What is Scalability in Cloud Computing

What is Scalability in Cloud Computing

The Strata Data Conference is always well worth the trip, whether it’s within driving distance or clear across the country. This year’s Strata Data NYC was no exception, and we enjoyed the lively conversations and excitement of the attendees.

This show’s topics ran the gamut, from Spark to Kubernetes, from AI and machine learning to the unconscious habits of the human mind. But it’s obvious some things have drastically changed. For instance, Hadoop had far less visibility at this particular show, getting even further away from its status as “the” buzzword of the show a few years back. This year, popular topics (not surprisingly) included machine learning, containers, self-service, streaming or real-time, data governance, GDPR, and language processing. All in all, a great array of topics, enough to satisfy any attendee, including engineers, big data architects, data scientists, marketing leads, and more.

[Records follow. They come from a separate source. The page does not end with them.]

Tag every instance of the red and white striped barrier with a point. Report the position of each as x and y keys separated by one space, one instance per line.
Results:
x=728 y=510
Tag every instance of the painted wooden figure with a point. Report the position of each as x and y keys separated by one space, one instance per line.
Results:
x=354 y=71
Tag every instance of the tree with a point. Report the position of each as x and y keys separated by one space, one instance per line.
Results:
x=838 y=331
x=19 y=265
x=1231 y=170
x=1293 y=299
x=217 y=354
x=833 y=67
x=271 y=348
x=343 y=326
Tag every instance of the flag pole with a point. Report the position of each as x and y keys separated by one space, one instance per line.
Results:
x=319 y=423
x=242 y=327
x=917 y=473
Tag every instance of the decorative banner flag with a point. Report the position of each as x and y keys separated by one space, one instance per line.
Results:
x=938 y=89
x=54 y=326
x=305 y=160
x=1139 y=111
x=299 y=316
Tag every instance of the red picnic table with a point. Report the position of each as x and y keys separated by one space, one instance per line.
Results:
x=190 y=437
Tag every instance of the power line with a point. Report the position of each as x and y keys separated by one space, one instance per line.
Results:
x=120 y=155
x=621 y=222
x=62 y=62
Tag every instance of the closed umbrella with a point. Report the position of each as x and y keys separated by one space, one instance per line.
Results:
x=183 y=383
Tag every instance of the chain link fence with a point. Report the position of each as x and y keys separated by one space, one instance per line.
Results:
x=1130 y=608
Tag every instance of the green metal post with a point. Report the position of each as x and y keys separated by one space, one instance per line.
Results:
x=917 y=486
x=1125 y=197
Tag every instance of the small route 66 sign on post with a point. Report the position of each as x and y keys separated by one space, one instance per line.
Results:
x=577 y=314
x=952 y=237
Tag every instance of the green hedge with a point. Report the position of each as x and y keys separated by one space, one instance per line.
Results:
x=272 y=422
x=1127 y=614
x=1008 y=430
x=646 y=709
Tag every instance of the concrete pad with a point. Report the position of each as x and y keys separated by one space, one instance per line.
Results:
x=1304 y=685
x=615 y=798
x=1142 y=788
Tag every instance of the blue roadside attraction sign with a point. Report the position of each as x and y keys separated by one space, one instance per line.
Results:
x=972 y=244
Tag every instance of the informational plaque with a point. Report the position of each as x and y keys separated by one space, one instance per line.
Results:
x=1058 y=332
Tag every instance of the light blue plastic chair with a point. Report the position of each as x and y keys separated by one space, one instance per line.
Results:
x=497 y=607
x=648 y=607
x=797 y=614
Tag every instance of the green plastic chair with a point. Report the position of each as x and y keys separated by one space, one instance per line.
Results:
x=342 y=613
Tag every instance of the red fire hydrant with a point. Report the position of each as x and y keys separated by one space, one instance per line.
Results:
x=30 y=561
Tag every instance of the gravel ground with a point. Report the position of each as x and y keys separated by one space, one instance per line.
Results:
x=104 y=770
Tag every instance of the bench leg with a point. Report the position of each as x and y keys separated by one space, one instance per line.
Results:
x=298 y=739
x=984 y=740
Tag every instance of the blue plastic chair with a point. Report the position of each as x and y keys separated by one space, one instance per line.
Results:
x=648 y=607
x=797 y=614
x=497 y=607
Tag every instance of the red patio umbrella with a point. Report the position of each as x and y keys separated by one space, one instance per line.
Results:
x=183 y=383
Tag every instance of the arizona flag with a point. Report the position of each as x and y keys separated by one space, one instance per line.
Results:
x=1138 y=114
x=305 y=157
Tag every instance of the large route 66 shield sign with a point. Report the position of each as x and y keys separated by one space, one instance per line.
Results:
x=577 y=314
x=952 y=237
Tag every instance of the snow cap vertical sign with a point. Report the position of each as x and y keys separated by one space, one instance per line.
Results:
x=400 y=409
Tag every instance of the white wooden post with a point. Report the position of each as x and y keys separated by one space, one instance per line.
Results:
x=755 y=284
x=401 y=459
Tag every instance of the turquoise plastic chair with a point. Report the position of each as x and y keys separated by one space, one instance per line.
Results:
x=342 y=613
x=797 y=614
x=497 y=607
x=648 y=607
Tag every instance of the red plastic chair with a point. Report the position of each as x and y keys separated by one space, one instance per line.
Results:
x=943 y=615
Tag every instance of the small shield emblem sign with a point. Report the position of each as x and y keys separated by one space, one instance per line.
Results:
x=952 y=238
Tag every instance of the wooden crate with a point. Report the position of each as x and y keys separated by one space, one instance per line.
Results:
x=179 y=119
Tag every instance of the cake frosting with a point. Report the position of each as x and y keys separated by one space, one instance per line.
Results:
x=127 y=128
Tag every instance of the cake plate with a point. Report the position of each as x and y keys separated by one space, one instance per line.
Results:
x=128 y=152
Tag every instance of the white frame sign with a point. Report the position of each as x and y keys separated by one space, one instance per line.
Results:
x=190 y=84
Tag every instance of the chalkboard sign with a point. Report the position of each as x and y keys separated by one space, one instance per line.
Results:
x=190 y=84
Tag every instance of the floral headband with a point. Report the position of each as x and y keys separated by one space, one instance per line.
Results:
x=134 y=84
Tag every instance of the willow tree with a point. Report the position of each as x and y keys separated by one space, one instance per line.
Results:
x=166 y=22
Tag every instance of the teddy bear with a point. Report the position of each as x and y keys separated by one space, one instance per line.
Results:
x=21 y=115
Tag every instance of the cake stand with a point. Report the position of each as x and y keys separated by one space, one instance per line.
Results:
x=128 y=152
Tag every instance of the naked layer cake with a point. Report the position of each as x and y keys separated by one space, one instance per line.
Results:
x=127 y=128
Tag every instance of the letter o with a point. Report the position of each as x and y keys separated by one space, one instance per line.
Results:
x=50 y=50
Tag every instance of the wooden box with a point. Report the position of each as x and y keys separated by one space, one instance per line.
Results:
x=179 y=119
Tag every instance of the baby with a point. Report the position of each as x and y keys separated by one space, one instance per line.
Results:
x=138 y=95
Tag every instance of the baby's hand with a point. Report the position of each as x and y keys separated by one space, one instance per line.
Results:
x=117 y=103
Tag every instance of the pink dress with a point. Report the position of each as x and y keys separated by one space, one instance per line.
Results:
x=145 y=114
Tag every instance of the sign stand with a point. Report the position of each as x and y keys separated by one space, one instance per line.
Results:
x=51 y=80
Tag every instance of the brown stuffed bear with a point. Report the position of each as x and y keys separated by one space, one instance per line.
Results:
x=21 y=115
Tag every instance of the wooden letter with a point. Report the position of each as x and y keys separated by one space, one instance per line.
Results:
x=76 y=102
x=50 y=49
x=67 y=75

However, while we return from these shows with our creativity sparked, we also recognize a fair number of misconceptions cropping up in our discussions. One of the biggest Application Performance Monitoring (APM) misperceptions we hear relates to application tuning: It is often identified as “The Problem” when it is only one aspect of APM and often it is not actually the real issue at hand. On more than one occasion, we asked a booth visitor, “What’s your biggest big data infrastructure challenge? What are you having a problem with right now?” Too often, the response was, “We need to tune our applications.”

That may sound like a fair and accurate answer, but as we got further into a few discussions, we identified that the problem was more about understanding what’s going on in the environment rather than the application, and tuning alone is insufficient. Let’s take a look at the subtle but very important differences.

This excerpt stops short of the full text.